98 AMD patients (119 eyes) underwent a complete ophthalmic examination, FAG, ICG and OCT. 73 eyes underwent PDT according to the TAP guidelines. According to the number of PDT treatments, patients were divided in 5 groups (0: no treatment; 4: 4 treatments). FAG, ICG and OCT were evaluated by two experienced and independent observers unaware of the clinical findings.
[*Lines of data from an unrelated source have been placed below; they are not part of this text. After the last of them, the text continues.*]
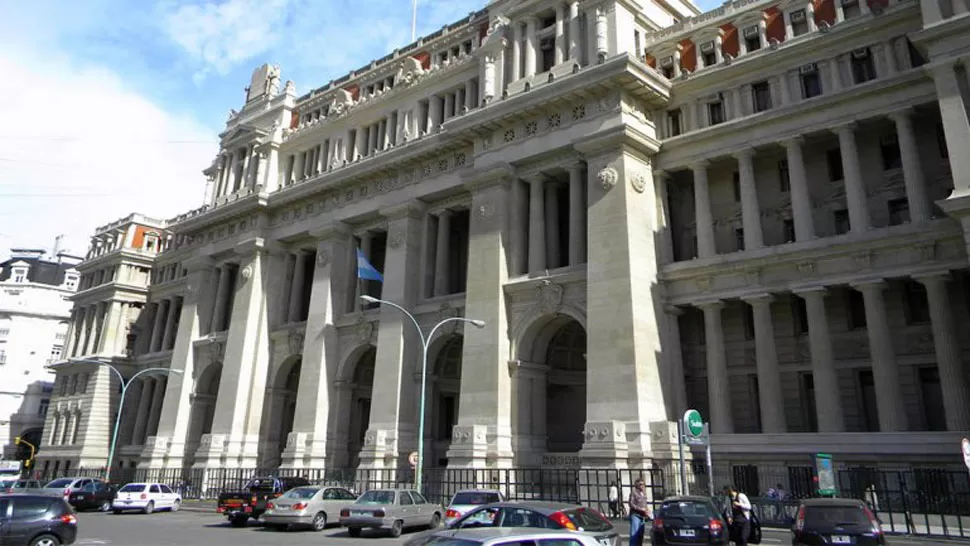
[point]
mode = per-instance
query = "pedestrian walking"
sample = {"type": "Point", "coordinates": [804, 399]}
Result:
{"type": "Point", "coordinates": [739, 515]}
{"type": "Point", "coordinates": [639, 512]}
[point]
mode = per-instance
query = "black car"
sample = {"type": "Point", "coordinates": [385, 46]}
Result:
{"type": "Point", "coordinates": [95, 495]}
{"type": "Point", "coordinates": [688, 520]}
{"type": "Point", "coordinates": [36, 520]}
{"type": "Point", "coordinates": [834, 522]}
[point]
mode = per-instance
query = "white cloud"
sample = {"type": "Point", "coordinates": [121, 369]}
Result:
{"type": "Point", "coordinates": [78, 149]}
{"type": "Point", "coordinates": [219, 36]}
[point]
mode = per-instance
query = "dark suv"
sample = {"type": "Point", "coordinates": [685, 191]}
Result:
{"type": "Point", "coordinates": [36, 520]}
The mean FAG inter-observer agreement was 76.1%, being higher (89,1%) in group 0 and lowest (63,3%). The mean OCT inter-observer agreement was 97%, being higher (100%) in group 0 and lowest (93,3%). The mean ICG inter-observer agreement was 68.3%, being higher (83,2%) in group 0 and lowest (61,3%). Mean FAG and ICG agreement on activity was 70,8%, being higher in group 4 (80%) and lowest in group 2 (60,1%). Mean FAG and OCT agreement on activity was 76,5%, being higher in group 4 (85,9%) and lowest in group 2 (68,6%). Most of the non-agreement between FAG and OCT was due to patients with intra-retinal fluid.
FAG and OCT have a relatively good inter-observer agreement. The agreement between different observers is lower after PDT treatment and might influence the treatment strategies. OCT might be considered in such cases.